The bonus track, "Ondskapen Som Rår" by Leif Dødens Band, stands strong in its own space. Already an underground cult favorite from its feature in the TV series Kids in Crime (directed by Zorn and Chris Erik Kristoffersen, featuring Zorn on bass), the track brings a heavy, industrial metallic clang to the tracklist, serving as one of the most punishingly rhythmic, headbang-heavy moments on the entire release.
The Concept
Behind the grim, blood-red aesthetics, Sons of Thunder carries a heavy conceptual weight, exploring the terrifying intersection of apocalyptic fanaticism, holy war, and humanity’s endless cycle of mutual destruction. It filters these ideas through René Girard’s philosophical theories on mimetic violence—the concept that human conflict escalates because enemies mirror each other's hatred.

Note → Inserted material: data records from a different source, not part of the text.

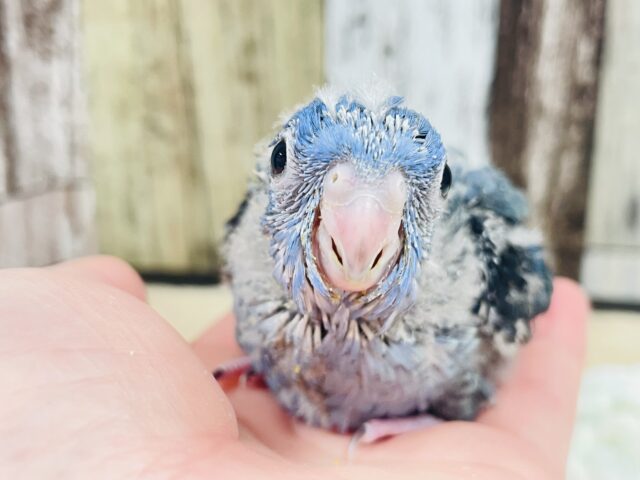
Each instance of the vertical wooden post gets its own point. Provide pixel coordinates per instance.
(46, 202)
(180, 92)
(543, 109)
(611, 268)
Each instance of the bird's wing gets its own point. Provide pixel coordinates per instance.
(515, 281)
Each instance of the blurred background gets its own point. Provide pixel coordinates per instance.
(128, 128)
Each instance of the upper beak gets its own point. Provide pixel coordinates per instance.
(359, 231)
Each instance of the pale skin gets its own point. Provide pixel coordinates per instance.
(95, 384)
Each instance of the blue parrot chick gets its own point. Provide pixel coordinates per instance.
(373, 277)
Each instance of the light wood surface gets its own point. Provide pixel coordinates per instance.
(46, 200)
(612, 257)
(180, 93)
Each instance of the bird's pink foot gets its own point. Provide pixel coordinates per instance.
(374, 430)
(237, 370)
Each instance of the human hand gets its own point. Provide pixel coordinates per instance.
(95, 384)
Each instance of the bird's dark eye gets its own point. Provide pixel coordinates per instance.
(447, 178)
(279, 158)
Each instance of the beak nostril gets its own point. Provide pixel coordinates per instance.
(335, 250)
(377, 259)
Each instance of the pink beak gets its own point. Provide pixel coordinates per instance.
(359, 233)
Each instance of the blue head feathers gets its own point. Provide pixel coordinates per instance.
(374, 139)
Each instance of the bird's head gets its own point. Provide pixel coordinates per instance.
(354, 189)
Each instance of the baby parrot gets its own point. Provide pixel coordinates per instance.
(375, 278)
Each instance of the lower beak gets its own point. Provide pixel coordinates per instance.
(358, 237)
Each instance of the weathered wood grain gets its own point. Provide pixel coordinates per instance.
(439, 54)
(46, 203)
(181, 91)
(543, 110)
(612, 257)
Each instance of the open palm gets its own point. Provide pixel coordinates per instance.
(95, 384)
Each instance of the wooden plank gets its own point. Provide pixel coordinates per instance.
(48, 227)
(614, 200)
(543, 110)
(46, 203)
(42, 94)
(440, 55)
(181, 91)
(612, 274)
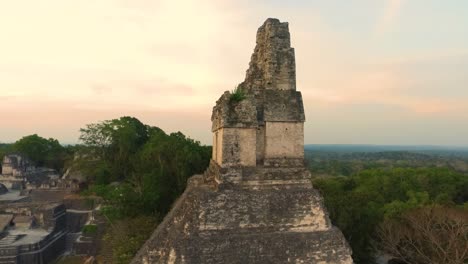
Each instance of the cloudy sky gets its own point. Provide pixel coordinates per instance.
(370, 71)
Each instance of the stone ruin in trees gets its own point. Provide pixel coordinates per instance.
(255, 202)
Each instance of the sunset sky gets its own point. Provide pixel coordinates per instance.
(370, 71)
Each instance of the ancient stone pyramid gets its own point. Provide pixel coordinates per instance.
(255, 202)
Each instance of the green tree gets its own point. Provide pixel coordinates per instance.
(359, 203)
(42, 151)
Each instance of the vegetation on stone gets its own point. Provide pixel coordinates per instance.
(89, 229)
(238, 94)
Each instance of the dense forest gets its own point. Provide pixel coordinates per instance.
(139, 171)
(410, 205)
(134, 170)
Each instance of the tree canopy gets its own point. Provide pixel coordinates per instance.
(358, 204)
(41, 151)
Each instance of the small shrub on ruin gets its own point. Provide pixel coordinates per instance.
(237, 94)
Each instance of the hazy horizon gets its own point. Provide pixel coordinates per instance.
(390, 72)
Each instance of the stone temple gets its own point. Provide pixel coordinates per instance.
(255, 202)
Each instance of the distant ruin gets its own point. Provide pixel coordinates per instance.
(40, 217)
(255, 202)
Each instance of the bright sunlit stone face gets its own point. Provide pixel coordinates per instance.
(385, 72)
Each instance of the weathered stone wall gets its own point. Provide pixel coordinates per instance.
(284, 140)
(255, 202)
(238, 147)
(272, 65)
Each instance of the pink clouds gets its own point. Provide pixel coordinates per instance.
(67, 63)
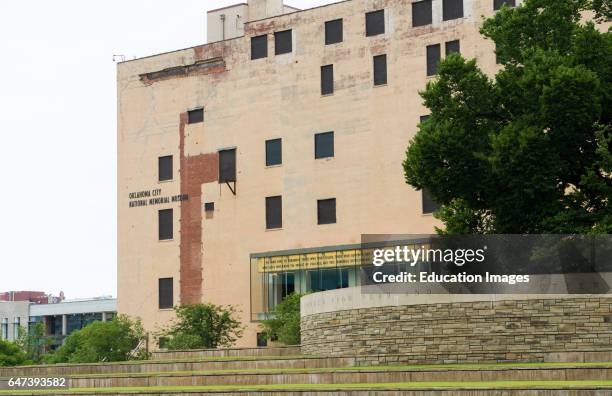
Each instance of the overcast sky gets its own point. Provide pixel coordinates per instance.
(58, 125)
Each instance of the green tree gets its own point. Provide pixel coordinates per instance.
(284, 323)
(527, 152)
(202, 326)
(120, 339)
(11, 354)
(35, 342)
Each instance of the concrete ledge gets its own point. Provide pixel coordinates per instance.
(228, 352)
(152, 366)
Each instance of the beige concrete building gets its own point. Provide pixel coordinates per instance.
(250, 167)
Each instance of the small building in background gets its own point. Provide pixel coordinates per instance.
(19, 311)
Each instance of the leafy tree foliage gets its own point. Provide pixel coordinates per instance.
(35, 342)
(202, 326)
(111, 341)
(527, 152)
(284, 325)
(11, 354)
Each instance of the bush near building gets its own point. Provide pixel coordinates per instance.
(284, 324)
(202, 326)
(117, 340)
(11, 354)
(34, 342)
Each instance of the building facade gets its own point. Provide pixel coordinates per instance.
(61, 318)
(249, 168)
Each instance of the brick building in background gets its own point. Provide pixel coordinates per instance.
(249, 167)
(31, 296)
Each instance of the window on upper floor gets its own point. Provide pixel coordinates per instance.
(274, 212)
(333, 32)
(375, 23)
(324, 145)
(164, 165)
(327, 80)
(452, 9)
(259, 47)
(497, 4)
(421, 13)
(227, 165)
(326, 211)
(429, 205)
(452, 47)
(166, 293)
(433, 59)
(380, 69)
(196, 115)
(282, 42)
(165, 224)
(274, 152)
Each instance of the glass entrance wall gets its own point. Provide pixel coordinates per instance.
(273, 277)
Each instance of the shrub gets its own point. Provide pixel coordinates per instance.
(34, 342)
(202, 326)
(284, 323)
(112, 341)
(11, 354)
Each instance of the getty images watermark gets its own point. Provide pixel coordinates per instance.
(483, 264)
(458, 257)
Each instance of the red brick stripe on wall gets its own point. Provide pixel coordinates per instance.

It’s an uncompromisingly dark theme that landed with grim real-world timing, hitting the streets on March 20, 2026, just as geopolitical flashpoints between the U.S., Israel, and Iran dominated the wire. The liner notes push that bleak outlook into the near future, questioning how escalating AI weapon systems will reshape human conflict—asking whether we are building a new god, or summoning our own executioner.
Final Word
Sons of Thunder demands to be heard for what it is: an authentic bridge connecting the early-’90s Norwegian foundation directly to the modern underground. For die-hards, historians, and collectors of the classic Sarpsborg and Fredrikstad scenes, the chance to own unreleased TYR material alongside Deathseeker’s heavy 2015 sessions makes this essential listening.
Sons of Thunder is currently available across all major streaming platforms, with physical wax and CD pressings dropping later this year via Darker Than Black Records.